The game reflects the character and living conditions of the child in the family and society. The same game (for example, family) can have completely different content: one “mother” will scold her “children”, another will put on makeup in front of the mirror and rush to visit, a third will read books to children, teach them, etc. All these options reflect what surrounds the child in life. The child has a desire to do the same things that adults do, but... he does not have the physical ability to do this, then the plot-role-playing game becomes a solution to this problem. A child can repeat the actions of an adult, in a form accessible to him, and partially join the adult world.

kids are playing

Formation of children's play activitiesconsultation on the topic

“Formation of children’s play activities”

Game is one of those types of children's activities that is used by adults to educate preschoolers, teaching them various actions with objects, methods and means of communication.

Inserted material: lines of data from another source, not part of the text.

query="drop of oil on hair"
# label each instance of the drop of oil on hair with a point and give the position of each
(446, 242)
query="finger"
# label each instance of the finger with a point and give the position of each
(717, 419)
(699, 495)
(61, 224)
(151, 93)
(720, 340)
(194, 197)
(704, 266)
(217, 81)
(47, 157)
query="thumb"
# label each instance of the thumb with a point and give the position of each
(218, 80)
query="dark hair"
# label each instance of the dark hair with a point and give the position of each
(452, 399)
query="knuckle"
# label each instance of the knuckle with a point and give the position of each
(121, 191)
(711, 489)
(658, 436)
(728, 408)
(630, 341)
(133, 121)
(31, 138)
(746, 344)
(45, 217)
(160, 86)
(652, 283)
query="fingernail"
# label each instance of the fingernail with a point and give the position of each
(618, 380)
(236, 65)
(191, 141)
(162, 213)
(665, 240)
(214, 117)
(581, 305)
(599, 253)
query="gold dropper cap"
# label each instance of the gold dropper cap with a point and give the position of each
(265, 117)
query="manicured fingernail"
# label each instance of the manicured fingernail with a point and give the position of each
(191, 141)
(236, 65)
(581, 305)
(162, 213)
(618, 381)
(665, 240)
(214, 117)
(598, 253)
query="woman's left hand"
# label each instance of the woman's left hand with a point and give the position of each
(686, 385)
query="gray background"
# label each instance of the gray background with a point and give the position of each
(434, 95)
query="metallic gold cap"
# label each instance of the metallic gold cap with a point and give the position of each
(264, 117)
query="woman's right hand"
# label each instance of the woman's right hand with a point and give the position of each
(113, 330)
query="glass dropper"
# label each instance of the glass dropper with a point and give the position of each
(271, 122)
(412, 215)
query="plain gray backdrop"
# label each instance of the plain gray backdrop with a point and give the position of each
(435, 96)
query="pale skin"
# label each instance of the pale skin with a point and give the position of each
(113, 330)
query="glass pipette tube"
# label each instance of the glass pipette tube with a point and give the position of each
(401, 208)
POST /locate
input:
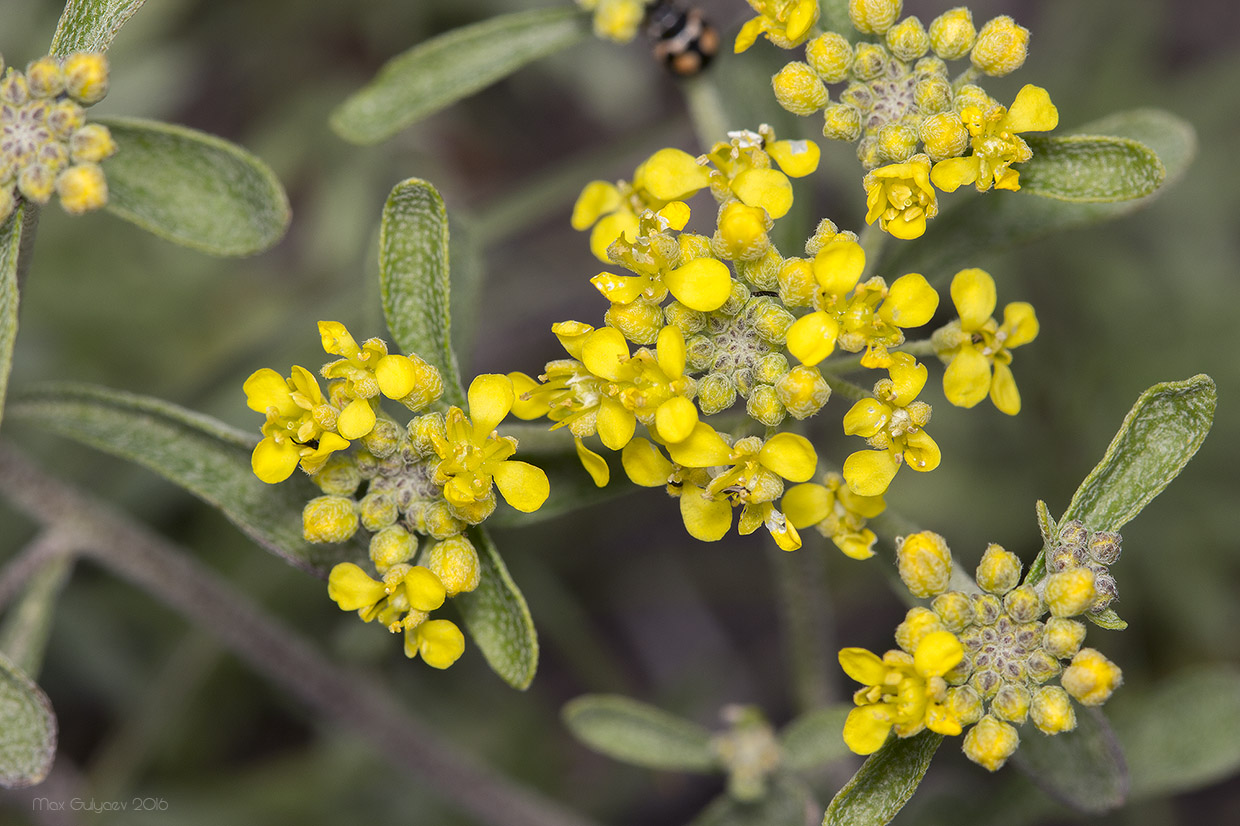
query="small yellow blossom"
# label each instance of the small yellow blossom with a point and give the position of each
(996, 143)
(977, 349)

In play, a child develops as a personality, he develops those aspects of his psyche on which the success of his educational and work activities, and his relationships with people will subsequently depend.

For example, in the game such a quality of a child’s personality is formed as self-regulation of actions taking into account the tasks of quantitative activity.

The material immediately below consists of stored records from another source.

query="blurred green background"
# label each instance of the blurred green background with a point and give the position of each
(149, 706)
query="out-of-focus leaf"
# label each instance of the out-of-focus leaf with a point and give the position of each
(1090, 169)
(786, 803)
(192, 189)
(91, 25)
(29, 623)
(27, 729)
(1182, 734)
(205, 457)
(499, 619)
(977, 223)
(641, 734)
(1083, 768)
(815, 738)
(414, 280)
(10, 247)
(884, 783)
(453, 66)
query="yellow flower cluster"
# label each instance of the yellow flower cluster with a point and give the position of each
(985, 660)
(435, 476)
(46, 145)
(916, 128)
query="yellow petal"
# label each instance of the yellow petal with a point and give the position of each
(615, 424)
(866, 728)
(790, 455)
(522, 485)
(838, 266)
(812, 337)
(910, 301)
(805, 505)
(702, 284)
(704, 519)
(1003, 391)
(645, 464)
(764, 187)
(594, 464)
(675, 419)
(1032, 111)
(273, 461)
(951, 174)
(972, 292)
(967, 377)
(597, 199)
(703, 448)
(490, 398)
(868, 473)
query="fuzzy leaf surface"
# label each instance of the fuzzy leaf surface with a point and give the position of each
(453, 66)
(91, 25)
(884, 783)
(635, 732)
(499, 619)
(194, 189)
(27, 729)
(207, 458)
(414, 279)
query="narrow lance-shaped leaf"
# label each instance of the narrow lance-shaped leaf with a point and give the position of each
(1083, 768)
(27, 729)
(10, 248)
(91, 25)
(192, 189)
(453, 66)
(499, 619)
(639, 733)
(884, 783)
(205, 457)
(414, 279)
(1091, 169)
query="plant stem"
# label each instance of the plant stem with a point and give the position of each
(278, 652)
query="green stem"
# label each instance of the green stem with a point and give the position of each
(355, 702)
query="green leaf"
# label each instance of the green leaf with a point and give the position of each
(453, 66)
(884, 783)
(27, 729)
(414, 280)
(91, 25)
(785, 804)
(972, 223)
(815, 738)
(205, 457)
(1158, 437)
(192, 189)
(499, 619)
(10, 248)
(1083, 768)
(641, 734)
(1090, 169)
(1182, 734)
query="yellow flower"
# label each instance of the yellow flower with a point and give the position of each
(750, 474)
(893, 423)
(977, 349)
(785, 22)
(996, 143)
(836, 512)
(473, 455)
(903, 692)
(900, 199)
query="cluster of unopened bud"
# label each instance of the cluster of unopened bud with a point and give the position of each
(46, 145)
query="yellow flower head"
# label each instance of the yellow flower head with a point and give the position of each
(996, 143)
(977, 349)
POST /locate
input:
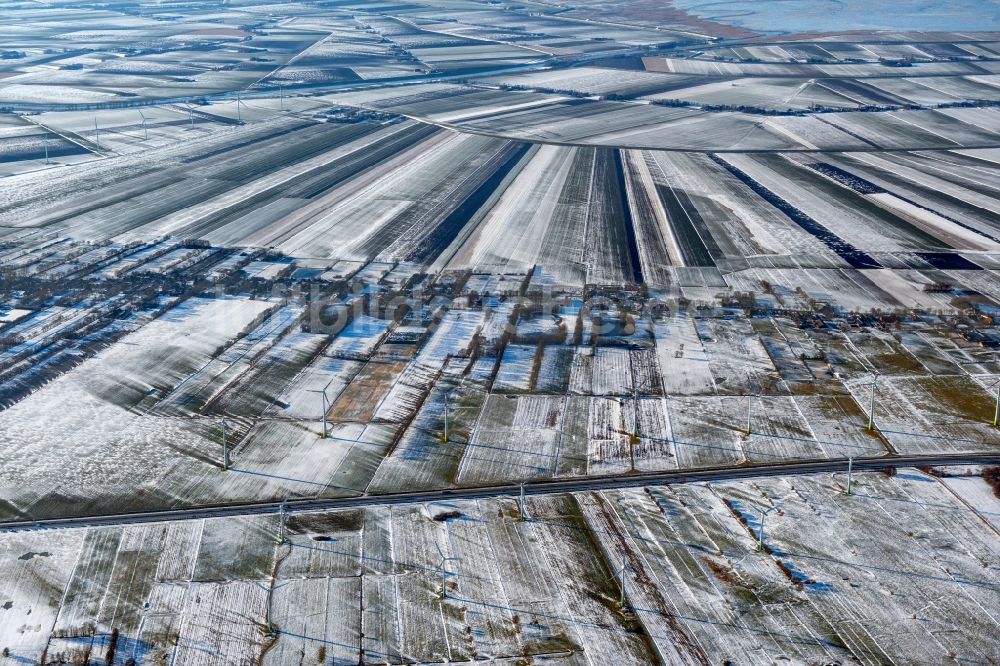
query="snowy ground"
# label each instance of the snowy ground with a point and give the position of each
(469, 580)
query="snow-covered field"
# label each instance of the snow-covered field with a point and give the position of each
(461, 580)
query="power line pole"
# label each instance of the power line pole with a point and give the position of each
(871, 405)
(282, 515)
(850, 469)
(225, 445)
(760, 532)
(446, 418)
(621, 581)
(996, 409)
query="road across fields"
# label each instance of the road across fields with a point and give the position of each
(575, 484)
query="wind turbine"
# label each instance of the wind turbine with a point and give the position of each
(145, 131)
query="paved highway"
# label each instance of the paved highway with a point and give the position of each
(576, 484)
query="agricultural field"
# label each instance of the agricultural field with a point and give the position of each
(669, 574)
(451, 331)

The most important achievement is the acquisition of a sense of collectivism. It not only characterizes the moral character of the child, but also significantly rebuilds his intellectual sphere, since in a collective game there is an interaction of different meanings, the development of event content and the achievement of a common game goal.

It has been proven that children gain their first experience of collective thinking through play. Scientists believe that children's games spontaneously but naturally arose as a reflection of the labor and social activities of adults. However, it is known that the ability to play does not arise through automatic transfer into play, learned in everyday life.

We need to get children involved in the game. And the success of society’s transmission of its culture to the younger generation depends on what content adults will invest in the games offered to children.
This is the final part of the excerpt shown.